Relative Positional Encoding (RPE), which encodes the relative distance between any pair of tokens, is one of the most successful modifications to the original Transformer. As far as we know, theoretical understanding of the RPE-based Transformers is largely unexplored. In this work, we mathematically analyze the power of RPE-based Transformers regarding whether the model is capable of approximating any continuous sequence-to-sequence functions. One may naturally assume the answer is in the affirmative---RPE-based Transformers are universal function approximators.

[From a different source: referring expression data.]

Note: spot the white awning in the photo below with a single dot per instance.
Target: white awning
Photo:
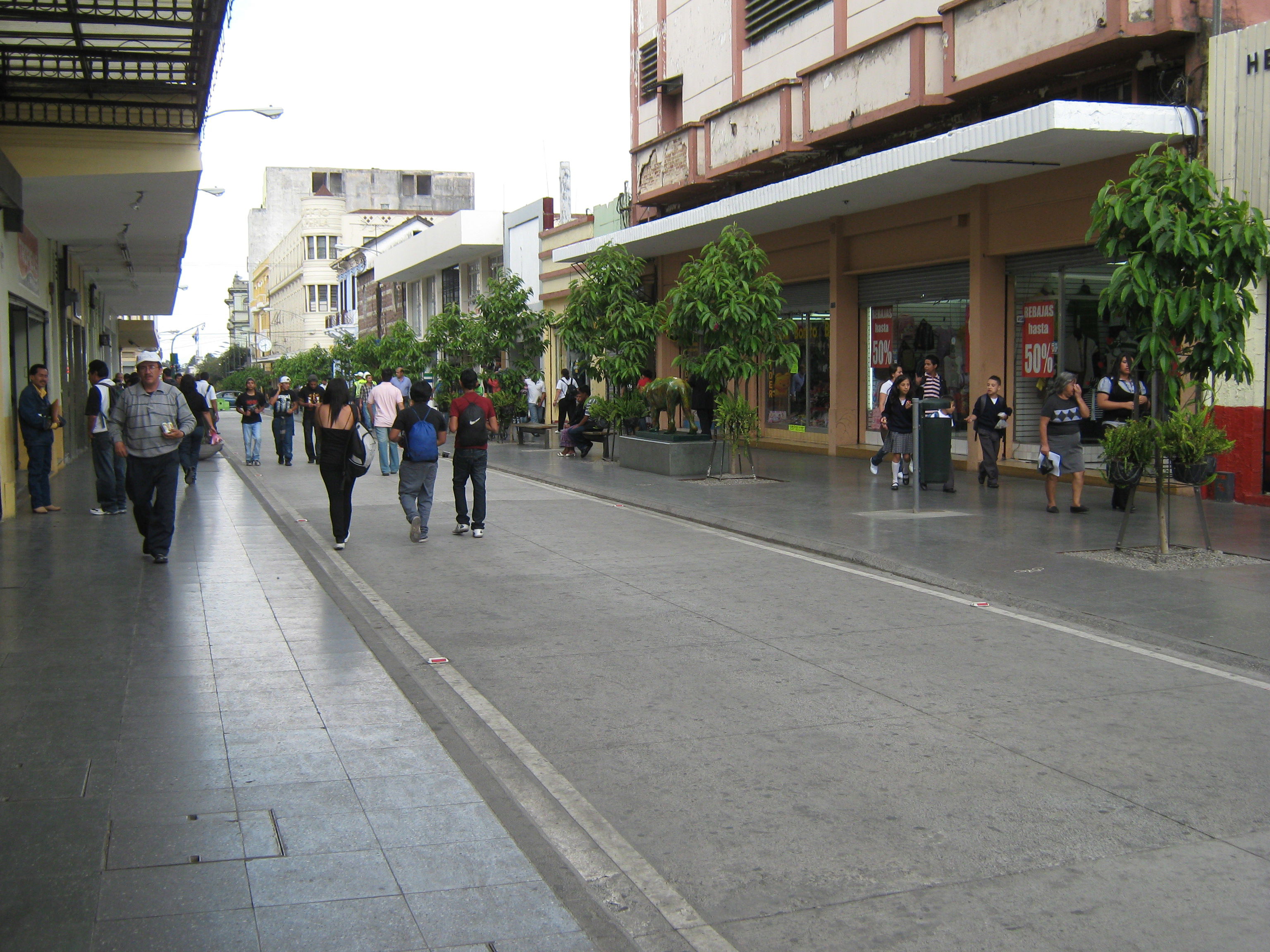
(455, 239)
(1047, 136)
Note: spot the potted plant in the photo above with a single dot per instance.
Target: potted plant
(1192, 442)
(1128, 450)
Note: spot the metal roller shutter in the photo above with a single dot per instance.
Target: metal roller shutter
(806, 298)
(941, 282)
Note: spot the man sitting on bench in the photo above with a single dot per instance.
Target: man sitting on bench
(573, 437)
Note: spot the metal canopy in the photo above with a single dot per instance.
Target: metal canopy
(108, 64)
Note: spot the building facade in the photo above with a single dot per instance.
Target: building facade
(920, 176)
(97, 197)
(358, 191)
(239, 304)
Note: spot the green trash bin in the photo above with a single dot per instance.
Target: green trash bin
(935, 454)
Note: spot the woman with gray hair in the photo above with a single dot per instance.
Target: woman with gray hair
(1061, 435)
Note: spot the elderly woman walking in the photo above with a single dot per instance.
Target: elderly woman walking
(1061, 435)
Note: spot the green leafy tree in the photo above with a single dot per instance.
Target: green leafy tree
(729, 306)
(609, 319)
(726, 315)
(1192, 257)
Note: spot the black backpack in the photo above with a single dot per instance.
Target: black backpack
(472, 427)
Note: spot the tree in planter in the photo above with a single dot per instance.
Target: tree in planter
(1191, 258)
(729, 306)
(609, 319)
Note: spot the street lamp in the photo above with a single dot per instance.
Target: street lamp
(266, 111)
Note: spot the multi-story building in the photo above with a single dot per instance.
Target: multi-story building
(358, 191)
(100, 168)
(239, 324)
(920, 176)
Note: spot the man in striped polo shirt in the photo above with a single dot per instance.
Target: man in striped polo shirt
(148, 423)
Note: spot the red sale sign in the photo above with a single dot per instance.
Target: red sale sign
(882, 338)
(1039, 342)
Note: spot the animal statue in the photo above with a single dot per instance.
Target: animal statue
(668, 394)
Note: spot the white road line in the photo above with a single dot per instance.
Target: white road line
(914, 587)
(659, 893)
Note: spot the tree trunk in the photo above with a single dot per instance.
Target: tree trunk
(1161, 509)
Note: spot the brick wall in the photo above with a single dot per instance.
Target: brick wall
(380, 305)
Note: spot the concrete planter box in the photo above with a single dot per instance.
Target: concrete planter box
(683, 456)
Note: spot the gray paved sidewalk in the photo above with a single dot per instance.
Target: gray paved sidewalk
(222, 707)
(1000, 543)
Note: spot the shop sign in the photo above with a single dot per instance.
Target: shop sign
(1039, 339)
(883, 338)
(29, 261)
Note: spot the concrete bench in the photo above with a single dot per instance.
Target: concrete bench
(543, 429)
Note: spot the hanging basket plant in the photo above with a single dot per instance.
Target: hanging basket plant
(1128, 450)
(1192, 442)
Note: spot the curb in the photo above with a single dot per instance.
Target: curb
(905, 570)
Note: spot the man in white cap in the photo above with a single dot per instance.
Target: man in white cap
(148, 423)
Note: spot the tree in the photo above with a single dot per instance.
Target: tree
(610, 320)
(1191, 259)
(729, 306)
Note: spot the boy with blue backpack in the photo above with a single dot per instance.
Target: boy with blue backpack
(420, 431)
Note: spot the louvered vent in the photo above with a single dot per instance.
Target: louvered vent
(762, 17)
(648, 70)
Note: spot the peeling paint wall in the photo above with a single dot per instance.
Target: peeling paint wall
(995, 32)
(869, 81)
(747, 129)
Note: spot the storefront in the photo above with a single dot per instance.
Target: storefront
(914, 314)
(798, 402)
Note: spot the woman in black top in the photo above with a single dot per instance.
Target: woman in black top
(898, 419)
(336, 421)
(193, 441)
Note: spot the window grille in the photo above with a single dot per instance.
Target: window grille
(648, 70)
(764, 17)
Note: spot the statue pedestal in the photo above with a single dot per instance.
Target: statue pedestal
(671, 454)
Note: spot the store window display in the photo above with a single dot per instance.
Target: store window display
(799, 400)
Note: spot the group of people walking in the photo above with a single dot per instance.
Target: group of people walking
(1061, 447)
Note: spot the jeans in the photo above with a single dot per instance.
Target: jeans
(339, 493)
(252, 438)
(40, 464)
(284, 432)
(153, 490)
(112, 475)
(308, 423)
(190, 447)
(470, 464)
(990, 441)
(390, 454)
(416, 489)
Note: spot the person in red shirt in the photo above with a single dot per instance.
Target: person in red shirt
(472, 419)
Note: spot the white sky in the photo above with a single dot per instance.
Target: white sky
(506, 89)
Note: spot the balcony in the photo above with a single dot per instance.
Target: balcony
(991, 42)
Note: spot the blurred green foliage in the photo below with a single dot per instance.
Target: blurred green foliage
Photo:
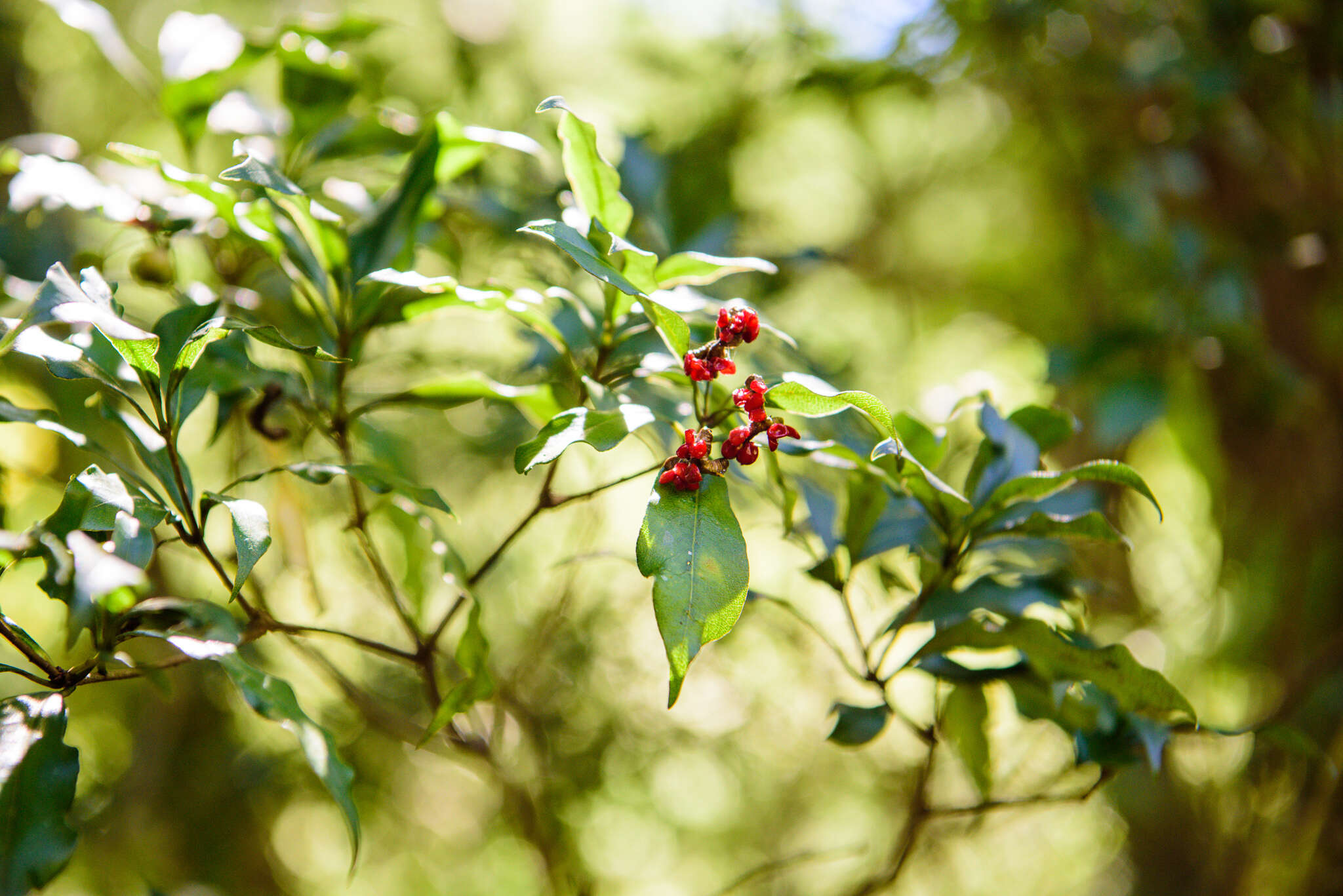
(1127, 207)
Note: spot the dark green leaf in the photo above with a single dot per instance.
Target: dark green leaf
(38, 774)
(1048, 426)
(274, 699)
(580, 250)
(595, 183)
(1058, 659)
(856, 726)
(1037, 485)
(1054, 526)
(603, 430)
(697, 269)
(471, 655)
(199, 629)
(252, 532)
(963, 720)
(386, 235)
(692, 547)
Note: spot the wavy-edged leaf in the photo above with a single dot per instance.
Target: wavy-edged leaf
(454, 391)
(201, 629)
(1043, 484)
(1092, 526)
(692, 547)
(274, 699)
(38, 774)
(578, 248)
(603, 430)
(252, 532)
(261, 174)
(471, 655)
(1058, 659)
(798, 397)
(595, 182)
(375, 478)
(963, 720)
(387, 234)
(698, 269)
(856, 726)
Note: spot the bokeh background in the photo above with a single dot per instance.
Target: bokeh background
(1126, 207)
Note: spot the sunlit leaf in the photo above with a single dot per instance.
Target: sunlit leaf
(856, 726)
(603, 430)
(274, 699)
(692, 547)
(595, 183)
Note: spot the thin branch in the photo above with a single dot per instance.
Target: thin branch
(784, 864)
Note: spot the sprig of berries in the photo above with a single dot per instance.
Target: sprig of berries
(735, 327)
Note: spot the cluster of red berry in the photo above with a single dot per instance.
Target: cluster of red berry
(735, 327)
(692, 459)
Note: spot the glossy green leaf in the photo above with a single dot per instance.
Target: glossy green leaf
(603, 430)
(38, 774)
(1048, 426)
(539, 400)
(261, 174)
(697, 269)
(1058, 659)
(252, 532)
(201, 629)
(1092, 526)
(692, 547)
(476, 684)
(963, 720)
(375, 478)
(580, 250)
(595, 182)
(856, 726)
(274, 699)
(388, 231)
(798, 398)
(1043, 484)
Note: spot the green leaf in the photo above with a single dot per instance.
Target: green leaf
(595, 182)
(670, 327)
(1054, 526)
(261, 174)
(603, 430)
(1043, 484)
(697, 269)
(1054, 657)
(271, 336)
(252, 532)
(539, 400)
(388, 231)
(692, 547)
(274, 699)
(477, 684)
(963, 720)
(798, 398)
(375, 478)
(62, 300)
(38, 774)
(856, 726)
(201, 629)
(1048, 426)
(580, 250)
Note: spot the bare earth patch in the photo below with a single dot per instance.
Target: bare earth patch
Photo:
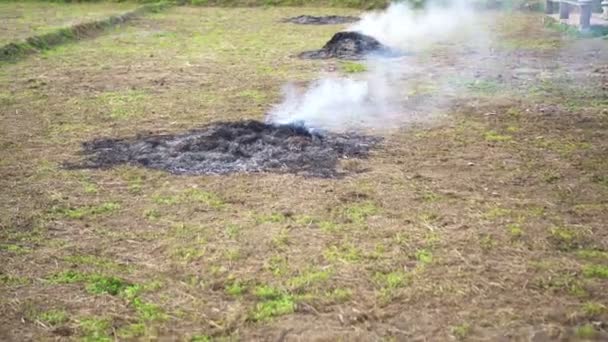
(487, 223)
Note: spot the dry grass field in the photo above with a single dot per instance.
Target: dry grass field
(487, 222)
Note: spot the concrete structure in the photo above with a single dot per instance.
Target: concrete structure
(586, 18)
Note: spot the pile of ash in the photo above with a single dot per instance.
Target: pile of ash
(348, 45)
(227, 147)
(323, 20)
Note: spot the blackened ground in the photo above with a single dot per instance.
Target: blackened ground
(348, 45)
(226, 147)
(323, 20)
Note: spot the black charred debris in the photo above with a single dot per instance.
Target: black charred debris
(348, 45)
(228, 147)
(322, 20)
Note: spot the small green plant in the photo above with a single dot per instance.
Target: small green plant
(497, 212)
(329, 227)
(131, 331)
(359, 212)
(208, 198)
(344, 253)
(586, 331)
(340, 295)
(281, 239)
(81, 212)
(308, 278)
(487, 242)
(68, 277)
(461, 331)
(595, 271)
(200, 338)
(592, 309)
(277, 264)
(233, 231)
(592, 254)
(424, 256)
(353, 67)
(493, 136)
(236, 289)
(393, 280)
(566, 238)
(270, 218)
(274, 302)
(515, 230)
(53, 317)
(102, 284)
(94, 329)
(148, 311)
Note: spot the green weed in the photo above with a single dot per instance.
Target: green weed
(493, 136)
(353, 67)
(10, 280)
(424, 256)
(586, 331)
(595, 271)
(515, 230)
(233, 231)
(131, 331)
(592, 254)
(94, 329)
(274, 302)
(461, 331)
(566, 238)
(344, 253)
(236, 289)
(53, 317)
(277, 265)
(359, 212)
(308, 278)
(592, 309)
(102, 284)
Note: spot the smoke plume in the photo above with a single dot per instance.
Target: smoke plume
(381, 96)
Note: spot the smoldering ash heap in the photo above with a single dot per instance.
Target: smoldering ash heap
(228, 147)
(321, 20)
(348, 45)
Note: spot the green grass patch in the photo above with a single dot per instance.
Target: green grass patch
(359, 212)
(592, 254)
(424, 256)
(461, 331)
(236, 289)
(95, 329)
(515, 230)
(308, 278)
(274, 302)
(595, 271)
(87, 211)
(567, 238)
(346, 253)
(10, 280)
(586, 331)
(190, 196)
(493, 136)
(53, 317)
(353, 67)
(593, 309)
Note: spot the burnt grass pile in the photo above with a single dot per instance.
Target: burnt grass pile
(228, 147)
(348, 45)
(322, 20)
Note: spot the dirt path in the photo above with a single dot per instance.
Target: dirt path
(487, 222)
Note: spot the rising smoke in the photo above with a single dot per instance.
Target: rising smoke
(378, 98)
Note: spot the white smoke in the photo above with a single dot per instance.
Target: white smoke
(403, 28)
(374, 99)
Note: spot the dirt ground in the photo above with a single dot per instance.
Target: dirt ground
(487, 222)
(20, 20)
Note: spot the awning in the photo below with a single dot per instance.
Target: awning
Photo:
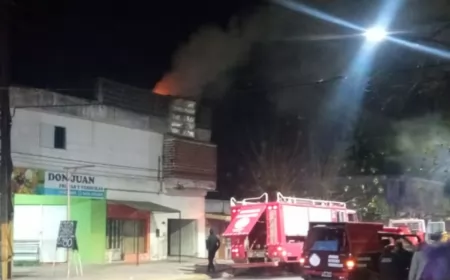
(146, 206)
(244, 222)
(219, 217)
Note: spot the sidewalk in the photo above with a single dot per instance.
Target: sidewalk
(161, 270)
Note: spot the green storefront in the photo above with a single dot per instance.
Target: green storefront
(41, 203)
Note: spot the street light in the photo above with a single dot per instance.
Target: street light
(375, 34)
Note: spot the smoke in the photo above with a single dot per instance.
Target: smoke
(424, 146)
(208, 54)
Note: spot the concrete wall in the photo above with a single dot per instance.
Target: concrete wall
(217, 206)
(191, 205)
(126, 157)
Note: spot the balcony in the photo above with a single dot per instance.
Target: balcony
(189, 164)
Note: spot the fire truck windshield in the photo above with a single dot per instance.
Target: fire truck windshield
(325, 239)
(411, 226)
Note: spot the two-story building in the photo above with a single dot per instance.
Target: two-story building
(136, 191)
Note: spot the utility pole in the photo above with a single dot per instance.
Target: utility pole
(6, 204)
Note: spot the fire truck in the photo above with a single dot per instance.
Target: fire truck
(267, 233)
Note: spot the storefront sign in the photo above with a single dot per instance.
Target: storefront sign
(80, 185)
(37, 181)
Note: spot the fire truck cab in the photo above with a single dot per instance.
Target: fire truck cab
(267, 233)
(348, 251)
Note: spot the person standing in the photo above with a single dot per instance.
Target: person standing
(212, 245)
(420, 259)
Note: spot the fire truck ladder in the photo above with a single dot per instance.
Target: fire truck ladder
(310, 202)
(264, 198)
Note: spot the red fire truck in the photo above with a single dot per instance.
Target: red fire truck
(267, 233)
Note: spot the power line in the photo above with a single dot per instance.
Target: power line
(55, 167)
(88, 162)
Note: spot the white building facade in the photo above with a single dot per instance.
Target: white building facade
(123, 153)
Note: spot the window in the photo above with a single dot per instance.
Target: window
(113, 233)
(52, 136)
(127, 235)
(59, 137)
(326, 239)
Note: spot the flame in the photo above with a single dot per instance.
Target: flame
(166, 86)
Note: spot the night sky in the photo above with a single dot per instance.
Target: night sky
(66, 45)
(269, 60)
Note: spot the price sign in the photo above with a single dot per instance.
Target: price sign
(67, 235)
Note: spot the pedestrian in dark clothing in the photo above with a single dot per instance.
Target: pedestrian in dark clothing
(212, 245)
(402, 260)
(387, 267)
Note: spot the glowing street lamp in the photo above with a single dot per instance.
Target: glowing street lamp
(375, 34)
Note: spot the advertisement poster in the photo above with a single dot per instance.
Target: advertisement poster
(36, 181)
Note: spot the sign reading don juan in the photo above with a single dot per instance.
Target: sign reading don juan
(80, 185)
(67, 235)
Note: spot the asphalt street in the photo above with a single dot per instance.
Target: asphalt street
(259, 276)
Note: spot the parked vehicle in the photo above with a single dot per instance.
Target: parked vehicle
(267, 233)
(348, 251)
(421, 228)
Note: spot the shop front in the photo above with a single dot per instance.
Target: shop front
(40, 204)
(127, 233)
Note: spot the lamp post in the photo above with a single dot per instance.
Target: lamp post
(375, 34)
(69, 172)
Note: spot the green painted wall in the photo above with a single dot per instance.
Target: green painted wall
(91, 217)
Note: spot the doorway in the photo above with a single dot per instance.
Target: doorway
(182, 237)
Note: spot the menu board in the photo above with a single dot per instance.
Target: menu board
(67, 235)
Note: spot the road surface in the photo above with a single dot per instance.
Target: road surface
(260, 277)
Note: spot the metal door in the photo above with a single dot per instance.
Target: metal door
(182, 235)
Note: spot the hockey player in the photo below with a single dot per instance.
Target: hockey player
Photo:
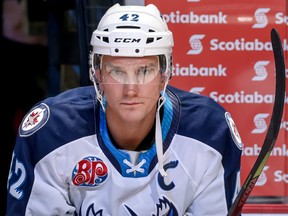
(137, 146)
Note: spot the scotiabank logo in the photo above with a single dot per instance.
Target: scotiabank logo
(260, 123)
(192, 71)
(260, 70)
(261, 18)
(195, 44)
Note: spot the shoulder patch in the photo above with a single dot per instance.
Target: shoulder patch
(34, 120)
(233, 130)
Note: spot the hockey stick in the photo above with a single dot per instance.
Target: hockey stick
(273, 129)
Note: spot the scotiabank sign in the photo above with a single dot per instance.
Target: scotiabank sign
(223, 50)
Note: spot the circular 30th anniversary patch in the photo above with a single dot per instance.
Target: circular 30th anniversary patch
(34, 120)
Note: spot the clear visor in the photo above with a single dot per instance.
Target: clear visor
(142, 73)
(136, 74)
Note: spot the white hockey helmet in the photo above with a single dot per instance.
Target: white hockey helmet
(133, 31)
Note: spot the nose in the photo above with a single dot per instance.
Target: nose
(130, 89)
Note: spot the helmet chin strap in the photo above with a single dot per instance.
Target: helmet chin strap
(158, 132)
(99, 96)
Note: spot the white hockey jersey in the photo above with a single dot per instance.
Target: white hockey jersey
(64, 162)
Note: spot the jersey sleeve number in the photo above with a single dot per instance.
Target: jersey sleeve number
(14, 188)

However, we present a negative result by showing there exist continuous sequence-to-sequence functions that RPE-based Transformers cannot approximate no matter how deep and wide the neural network is. One key reason lies in that most RPEs are placed in the softmax attention that always generates a right stochastic matrix. This restricts the network from capturing positional information in the RPEs and limits its capacity. To overcome the problem and make the model more powerful, we first present sufficient conditions for RPE-based Transformers to achieve universal function approximation. With the theoretical guidance, we develop a novel attention module, called Universal RPE-based (URPE) Attention, which satisfies the conditions. Therefore, the corresponding URPE-based Transformers become universal function approximators. Extensive experiments covering typical architectures and tasks demonstrate that our model is parameter-efficient and can achieve superior performance to strong baselines in a wide range of applications. The code will be made publicly available at https: //github. com/lsj2408/URPE.

NeurIPS Conference 2021 Conference Paper

Stable, Fast and Accurate: Kernelized Attention with Relative Positional Encoding

  • Shengjie Luo
  • Shanda Li
  • Tianle Cai
  • Di He
  • Dinglan Peng
  • Shuxin Zheng
  • Guolin Ke
  • Liwei Wang

The attention module, which is a crucial component in Transformer, cannot scale efficiently to long sequences due to its quadratic complexity. Many works focus on approximating the dot-then-exponentiate softmax function in the original attention, leading to sub-quadratic or even linear-complexity Transformer architectures. However, we show that these methods cannot be applied to more powerful attention modules that go beyond the dot-then-exponentiate style, e. g. , Transformers with relative positional encoding (RPE). Since in many state-of-the-art models, relative positional encoding is used as default, designing efficient Transformers that can incorporate RPE is appealing. In this paper, we propose a novel way to accelerate attention calculation for Transformers with RPE on top of the kernelized attention. Based upon the observation that relative positional encoding forms a Toeplitz matrix, we mathematically show that kernelized attention with RPE can be calculated efficiently using Fast Fourier Transform (FFT). With FFT, our method achieves $\mathcal{O}(n\log n)$ time complexity. Interestingly, we further demonstrate that properly using relative positional encoding can mitigate the training instability problem of vanilla kernelized attention. On a wide range of tasks, we empirically show that our models can be trained from scratch without any optimization issues. The learned model performs better than many efficient Transformer variants and is faster than standard Transformer in the long-sequence regime.